25 Temmuz 2009 Cumartesi

Tobol 2. Tromso olmadı




Tarihe "Tromso faciası" olarak geçen ve Tromsonun GS'ı elediği eşleşme futbolun kağıt üstünde kazanılmadığının, takımlar arası eskisi kadar farkın kalmadığının, kolay maç olmadığının göstergesiydi adeta..Oynanılmamış hiçbir maç kazanılmış değildir..Her ne kadar böyle felaketler büyük bir takımın başına 50 yılda bir olur gibi gelse de her bu tip eşleşmede Tromsoyu anmadan geçemiyoruz..

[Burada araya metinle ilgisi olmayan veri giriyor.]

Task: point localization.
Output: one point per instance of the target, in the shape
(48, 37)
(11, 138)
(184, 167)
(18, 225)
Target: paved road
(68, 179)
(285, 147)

Tromso akıllara yine Tobol kurasından sonra geldi..Birçok kimsede acaba hissi uyandırdı..Tobolun ilk maçta kaleye ilk geldigi akının da gol olması bu soru işaretlerini Samiyendeki rövanş maçının belli suresine kadar belirgin tuttu..Neyse ki bu sefer fiyasko olmadı..



Sami Yen'deki maca gelince, takımın daha önceki yazılarımda yazdığım gibi zamana ihtiyacı olduğu gerçeğini bir kez daha bu kez stadyumdan görmüş olduk..Takımın ağızlara sakız olmuş sisteme adaptasyon sürecinin yanında büyük bir kondisyon yuklemesine tabi tutulduğu cok açık görüldü..Baros gibi çabuk oyuncular bile ağır durumda daha..Geçen sene maksimum 60 dakikalık kondisyonumuz olduğu düşünüldüğünde bu gerçekten iyi bir gelişme..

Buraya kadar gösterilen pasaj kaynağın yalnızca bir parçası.